When we say you’re supporting Invisible Children’s best and brightest into the new year, here’s proof:
Patrick has a background in civil engineering, project management, and water and waste engineering, and graduated university with a degree in civil engineering. Patrick also holds a post-graduate certificate in water and waste engineering. He served as the assistant engineering officer for the Arua District Local Government and joined Invisible Children Uganda in 2007 as the head engineer. Today he is the head of the regional office in Kampala, Uganda.
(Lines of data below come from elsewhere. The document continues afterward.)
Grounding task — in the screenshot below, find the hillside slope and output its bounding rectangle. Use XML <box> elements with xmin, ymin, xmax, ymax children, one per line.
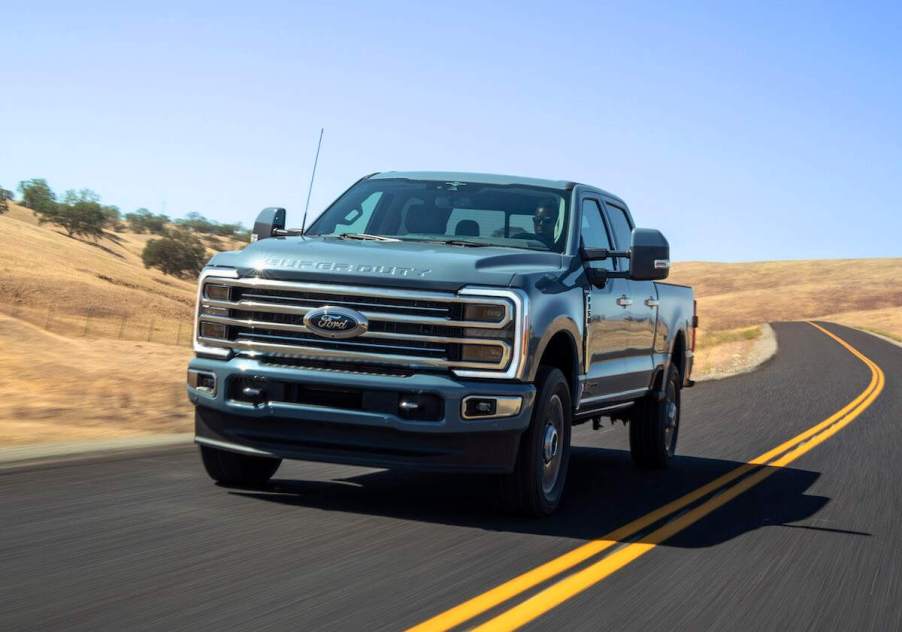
<box><xmin>0</xmin><ymin>202</ymin><xmax>229</xmax><ymax>343</ymax></box>
<box><xmin>670</xmin><ymin>259</ymin><xmax>902</xmax><ymax>336</ymax></box>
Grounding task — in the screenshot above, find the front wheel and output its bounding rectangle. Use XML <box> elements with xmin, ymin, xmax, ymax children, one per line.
<box><xmin>502</xmin><ymin>366</ymin><xmax>572</xmax><ymax>516</ymax></box>
<box><xmin>630</xmin><ymin>364</ymin><xmax>681</xmax><ymax>468</ymax></box>
<box><xmin>200</xmin><ymin>445</ymin><xmax>282</xmax><ymax>487</ymax></box>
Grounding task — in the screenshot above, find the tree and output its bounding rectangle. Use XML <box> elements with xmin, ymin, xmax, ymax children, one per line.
<box><xmin>52</xmin><ymin>200</ymin><xmax>109</xmax><ymax>239</ymax></box>
<box><xmin>125</xmin><ymin>208</ymin><xmax>170</xmax><ymax>234</ymax></box>
<box><xmin>63</xmin><ymin>188</ymin><xmax>101</xmax><ymax>205</ymax></box>
<box><xmin>142</xmin><ymin>230</ymin><xmax>208</xmax><ymax>277</ymax></box>
<box><xmin>28</xmin><ymin>187</ymin><xmax>110</xmax><ymax>239</ymax></box>
<box><xmin>18</xmin><ymin>179</ymin><xmax>57</xmax><ymax>217</ymax></box>
<box><xmin>176</xmin><ymin>211</ymin><xmax>219</xmax><ymax>234</ymax></box>
<box><xmin>0</xmin><ymin>186</ymin><xmax>11</xmax><ymax>215</ymax></box>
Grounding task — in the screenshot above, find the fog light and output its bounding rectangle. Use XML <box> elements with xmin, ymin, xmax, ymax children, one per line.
<box><xmin>464</xmin><ymin>303</ymin><xmax>507</xmax><ymax>323</ymax></box>
<box><xmin>187</xmin><ymin>370</ymin><xmax>216</xmax><ymax>395</ymax></box>
<box><xmin>461</xmin><ymin>344</ymin><xmax>504</xmax><ymax>364</ymax></box>
<box><xmin>204</xmin><ymin>284</ymin><xmax>231</xmax><ymax>301</ymax></box>
<box><xmin>199</xmin><ymin>321</ymin><xmax>228</xmax><ymax>339</ymax></box>
<box><xmin>462</xmin><ymin>396</ymin><xmax>522</xmax><ymax>420</ymax></box>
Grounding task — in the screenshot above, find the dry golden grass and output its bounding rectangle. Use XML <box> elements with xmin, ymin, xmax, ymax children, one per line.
<box><xmin>823</xmin><ymin>306</ymin><xmax>902</xmax><ymax>343</ymax></box>
<box><xmin>1</xmin><ymin>202</ymin><xmax>197</xmax><ymax>321</ymax></box>
<box><xmin>670</xmin><ymin>258</ymin><xmax>902</xmax><ymax>337</ymax></box>
<box><xmin>0</xmin><ymin>313</ymin><xmax>192</xmax><ymax>445</ymax></box>
<box><xmin>0</xmin><ymin>203</ymin><xmax>241</xmax><ymax>444</ymax></box>
<box><xmin>1</xmin><ymin>201</ymin><xmax>898</xmax><ymax>444</ymax></box>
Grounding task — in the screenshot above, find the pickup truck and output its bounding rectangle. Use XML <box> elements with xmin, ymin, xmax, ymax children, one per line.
<box><xmin>187</xmin><ymin>172</ymin><xmax>696</xmax><ymax>515</ymax></box>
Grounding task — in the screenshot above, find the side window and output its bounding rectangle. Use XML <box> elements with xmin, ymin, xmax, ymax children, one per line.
<box><xmin>604</xmin><ymin>203</ymin><xmax>633</xmax><ymax>271</ymax></box>
<box><xmin>580</xmin><ymin>199</ymin><xmax>614</xmax><ymax>272</ymax></box>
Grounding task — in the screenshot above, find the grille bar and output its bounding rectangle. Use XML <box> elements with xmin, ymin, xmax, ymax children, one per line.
<box><xmin>239</xmin><ymin>291</ymin><xmax>450</xmax><ymax>314</ymax></box>
<box><xmin>202</xmin><ymin>298</ymin><xmax>511</xmax><ymax>329</ymax></box>
<box><xmin>202</xmin><ymin>314</ymin><xmax>510</xmax><ymax>349</ymax></box>
<box><xmin>198</xmin><ymin>336</ymin><xmax>508</xmax><ymax>370</ymax></box>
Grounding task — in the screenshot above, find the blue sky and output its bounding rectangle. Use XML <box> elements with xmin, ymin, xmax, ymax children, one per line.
<box><xmin>2</xmin><ymin>1</ymin><xmax>900</xmax><ymax>261</ymax></box>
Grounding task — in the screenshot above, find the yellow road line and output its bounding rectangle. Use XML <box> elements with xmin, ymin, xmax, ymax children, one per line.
<box><xmin>409</xmin><ymin>322</ymin><xmax>885</xmax><ymax>632</ymax></box>
<box><xmin>471</xmin><ymin>323</ymin><xmax>885</xmax><ymax>631</ymax></box>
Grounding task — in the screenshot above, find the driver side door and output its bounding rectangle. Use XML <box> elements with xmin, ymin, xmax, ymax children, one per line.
<box><xmin>579</xmin><ymin>196</ymin><xmax>632</xmax><ymax>408</ymax></box>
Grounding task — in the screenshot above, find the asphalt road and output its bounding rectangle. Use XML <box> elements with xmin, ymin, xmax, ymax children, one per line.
<box><xmin>2</xmin><ymin>322</ymin><xmax>900</xmax><ymax>631</ymax></box>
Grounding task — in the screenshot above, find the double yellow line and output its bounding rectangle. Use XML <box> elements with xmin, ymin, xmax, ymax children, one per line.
<box><xmin>409</xmin><ymin>322</ymin><xmax>886</xmax><ymax>631</ymax></box>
Here’s what he has to say about his work at Invisible Children and how essential it is continue into 2015:
[I remember when] we had heard of the renewed LRA attacks in DR Congo. Mass killings by the LRA over Christmas of 2008 and 2009 were the most resounding coming out of the Congo jungles. Being an LRA-focused organization, we felt a certain burden for the communities in remote Congo and grappled for several months about lending a helping hand. Unlike northern Uganda, the dynamic in a complex Congo terrain without communications infrastructure was not ideal. The decision to move in would require putting ourselves into harms way in order to save lives. We finally mustered the courage in 2010 and established what has now become the most accurate and timely source of current info on the LRA using the Early Warning Radio network and LRA Crisis Tracker. Today security and humanitarian actors rely on this grassroots-manned tool to do their life-saving work. Additionally, the communities are able to stay informed and take necessary actions to avert mass killings by the LRA.
To date, we have ventured even further into the hinterland of Africa bringing live-saving work to the south east of Central African Republic. Our protection and defection programs using the Early Warning Radio network, fliers, radio messaging, and community sensitization have played a critical role in weakening the LRA fighting force alongside the pressure exerted upon them by the African Union supported by the US forces. Three of five ICC-indicted LRA commanders are no longer active and the force is believed to be under 150-man strong.
The LRA is much weaker now than ever. At the same time, it is not over yet! Myles Monroe would say, “The success of a leader is measured by their successor.” We need to ensure that before we exit the stage, we are able to transition the management of the impactful defection and early warning projects to be wholly community operated in order to sustain the gains made to date.
IC has been a true leader in implementing life-saving programs as well as influencing counter-LRA policy among local and international partners. It’s been an incredible 10 years of making the invisible visible. The final year ahead is critical. History will judge us positively if we deliver the community-succession plan effectively.